WANTAGE — While many schools across the country have increasingly focused on healthy eating habits among students, Wantage Elementary School nurse Deb Fisher, citing the results of a 2018 study, sought to take the education a step further.

The study, referenced in a June 3 New Jersey Herald article, concluded that of 6,867 Sussex County elementary students observed, 2,143 were deemed overweight, 1,042 were obese and 713 were morbidly obese. Those figures rank county children above the national average, Fisher said Monday, with more than 25 percent in either the “obese” or “morbidly obese” category.

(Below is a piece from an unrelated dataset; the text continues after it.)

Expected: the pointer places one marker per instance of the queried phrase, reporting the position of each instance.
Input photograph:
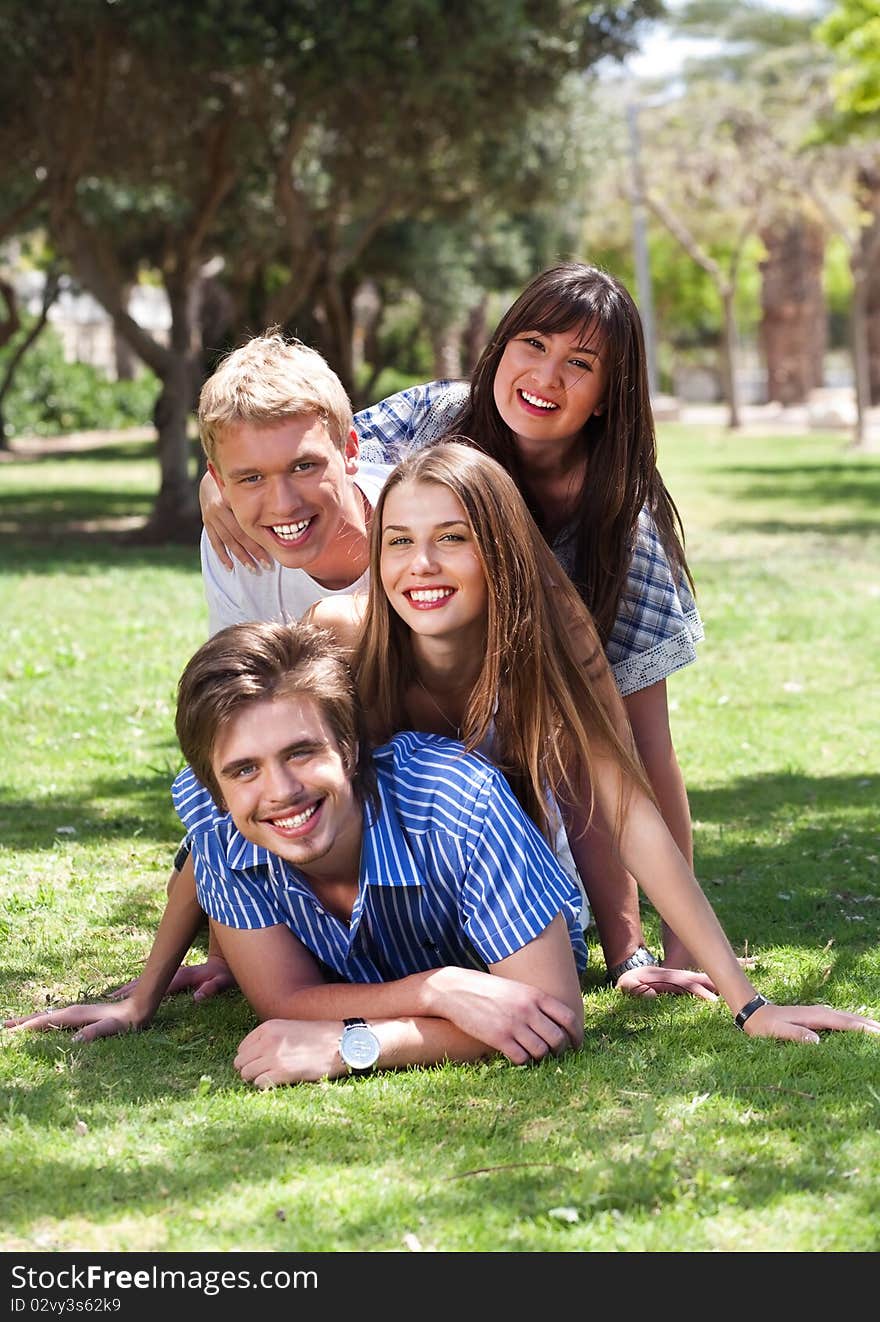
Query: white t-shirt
(279, 592)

In an effort to minimize what she called the “obesity crisis,” Fisher, with the help of numerous local agencies, started the “Race to Good Nutrition” initiative at Wantage Elementary. The five-week challenge officially started its engine Monday following a week of preliminary instruction for students and their families on what they can do to eat healthier and properly “fuel” their bodies.

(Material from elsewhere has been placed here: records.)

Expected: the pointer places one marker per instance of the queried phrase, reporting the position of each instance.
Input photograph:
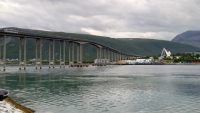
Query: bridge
(105, 55)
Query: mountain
(189, 37)
(135, 46)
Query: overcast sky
(158, 19)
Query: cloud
(113, 18)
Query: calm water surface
(111, 89)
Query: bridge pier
(62, 58)
(51, 53)
(3, 53)
(71, 54)
(38, 54)
(22, 52)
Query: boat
(8, 105)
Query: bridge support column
(22, 48)
(62, 55)
(41, 45)
(71, 54)
(81, 54)
(62, 58)
(0, 55)
(78, 53)
(38, 54)
(4, 54)
(51, 53)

In keeping with the racing theme, each student in the third- through fifth-grade school has received a race track road map with five spaces for each of the five main food groups: grains, fruits, vegetables, proteins and dairy. Teachers will check off a space in the respective category each time a child brings in and tries a food item, Fisher said, and students who eat food from all five groups will be rewarded with a small prize.

There is also a “friendly competition” among the classrooms, Fisher said, as the class with the most students eating from the five food groups at the end of the five weeks will earn a field trip to the Sussex County YMCA. The setup is designed to create a “positive peer pressure” environment in which children are motivated to bring in healthy foods, though Fisher stressed that the students will not be forced to eat any food they do not want to.

The initiative is the brainchild of the North Jersey Health Collaborative, of which Fisher is a member along with representatives from the YMCA and several other organizations. The group is partnering with Rutgers University, which has sent nursing students to several county schools to start wellness committees with the hope of having a committee set up in all districts by the end of the school year.

While Fisher acknowledged that the fight to curb obesity rates is “not going to be an overnight fix,” she is hopeful that the Wantage initiative will be a step in the right direction. She added that all the teachers are “gung-ho” about the competition and expressed optimism that some of the students will improve their eating habits.